THE CRAMPS – Songs The Lord Taught Us/Off The Bone LPs
I only bought these about 5 or 6 years ago, and perhaps only for nostalgic reasons. They were secondhand, surprisingly cheap, and I wondered what they’d sound like to a man in his late 20s. Y’ see, when I was about 14, I was a Cramps nut of a fairly high caliber. That’s not meant as a grand boast of what an uber-hipster I was at a tender age, since the Cramps were a goddamn obvious band to be into if you lived in Melbourne as an angst-ridden teen in the mid ‘80s. Maybe it was the same everywhere, I don’t know, but certainly in my home town it was kind of granted that if you lived in the inner Eastern/Southern suburbs and – AHEM! – went to a private school and considered yourself pretty fuckin’ cool, you were into the Cramps.

I blame Nick Cave for such a situation, or perhaps I should thank him. At the time, the Shadow Of Nick still loomed large over the Melbourne scene. That also unfortunately meant a dark cloud of Anglo/goth hoo-ha I never felt any affinity with (and also put off any love I may’ve developed for the Stooges or Birthday Party on the backburner until my early 20s), but there was also the Cramps to contend with. And contend with them I did. There’s still some appalling evidence of impressionable teens in my parents’ photo album; myself, my brother and a friend decked out in op-shop tuxedo jackets, black jeans, a homemade chicken-bone necklace and Cramps t-shirts, but I keep such things locked up in fear of future bribes. I only ever had these on cassette for years, lost them somewhere along the way, and thus I purchased these on a whim and a nostalgia trip.

I can’t say I feel any nostalgia for the band anymore – it seems like a lifetime ago I first heard these – so instead I just listen to them with my mind set on 2005. Having said that, they’ve aged like a fine wine, and that’s probably more than I could say for the rest of their output (bar Psychedelic Jungle and probably a few others). At this stage – and for both discs we’re talking roughly 1977-80 – the Cramps were quite unprecedented in their aesthetic, sound, delivery and overall package as a rock band. The idea of digging up old nuggets from the ‘50s and ‘60s – forgotten surf, trash, rockabilly, swamp rock, garage and psych-rock – and stewing them into a completely contemporary blend of punk/garage-influenced music was a goddamn brave move. That tends to be totally forgotten these days, since such a thing won’t raise an eyebrow in the 21st century. It also unfortunately inspired a generation of dimwits to take the Cramps aesthetic to its lowest possible denominator and run it through the mud with 25 years of worthless idiots, but for that I shan’t blame them.

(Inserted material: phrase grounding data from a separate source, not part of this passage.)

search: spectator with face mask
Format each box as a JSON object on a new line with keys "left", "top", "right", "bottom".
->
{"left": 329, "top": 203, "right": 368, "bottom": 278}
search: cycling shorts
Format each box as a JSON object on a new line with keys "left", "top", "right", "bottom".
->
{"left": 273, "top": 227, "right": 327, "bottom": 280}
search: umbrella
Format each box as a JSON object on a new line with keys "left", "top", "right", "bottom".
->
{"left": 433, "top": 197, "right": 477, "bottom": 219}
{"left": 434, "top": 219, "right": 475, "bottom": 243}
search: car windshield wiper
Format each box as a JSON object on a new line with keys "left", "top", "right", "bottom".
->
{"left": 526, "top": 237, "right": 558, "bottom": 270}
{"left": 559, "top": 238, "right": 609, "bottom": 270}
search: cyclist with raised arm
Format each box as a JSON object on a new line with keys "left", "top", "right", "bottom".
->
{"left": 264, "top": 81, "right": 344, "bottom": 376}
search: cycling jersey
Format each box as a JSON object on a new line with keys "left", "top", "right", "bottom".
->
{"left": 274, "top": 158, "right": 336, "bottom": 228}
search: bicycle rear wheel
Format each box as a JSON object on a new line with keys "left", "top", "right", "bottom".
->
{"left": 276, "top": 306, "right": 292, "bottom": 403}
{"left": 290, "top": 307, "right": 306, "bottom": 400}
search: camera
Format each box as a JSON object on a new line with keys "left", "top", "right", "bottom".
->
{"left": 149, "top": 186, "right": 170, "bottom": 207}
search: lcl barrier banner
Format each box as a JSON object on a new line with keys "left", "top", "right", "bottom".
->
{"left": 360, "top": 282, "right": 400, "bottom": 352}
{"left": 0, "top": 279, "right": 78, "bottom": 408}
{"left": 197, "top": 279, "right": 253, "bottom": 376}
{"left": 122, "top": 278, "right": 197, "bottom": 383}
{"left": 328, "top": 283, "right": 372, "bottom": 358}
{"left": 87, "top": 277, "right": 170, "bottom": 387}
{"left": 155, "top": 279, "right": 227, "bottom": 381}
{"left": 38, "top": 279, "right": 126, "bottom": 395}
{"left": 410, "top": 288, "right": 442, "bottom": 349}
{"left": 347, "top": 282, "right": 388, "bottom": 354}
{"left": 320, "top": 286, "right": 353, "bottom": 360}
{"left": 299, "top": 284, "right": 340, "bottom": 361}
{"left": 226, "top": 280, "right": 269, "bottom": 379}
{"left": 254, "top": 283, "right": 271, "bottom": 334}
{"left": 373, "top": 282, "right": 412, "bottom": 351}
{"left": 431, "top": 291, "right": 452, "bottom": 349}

However, I really do wish they’d split up some time in the 1980s and stopped dragging their own name through the mud (I care not what anyone says: the Cramps have been a walking shell for the last 20-odd years), but the rawness of their earlier works is something which still sends a bug up my backside. The layers of guitar murk on such tracks as “Sunglasses After Dark” and “Human Fly”, the lo-tech two-step drumming and the howl from Lux when he sounded like he meant it: it’s a mix for the ages. So, what happened? I recall Jeff Smith from Feminist Baseball fanzine once noting, in a negative review for a Cramps disc of 10 or so years back, that they by then sounded like a bad Frank Zappa impression of their former selves: all schtick, “zaniness” and no soul. I’ll second that.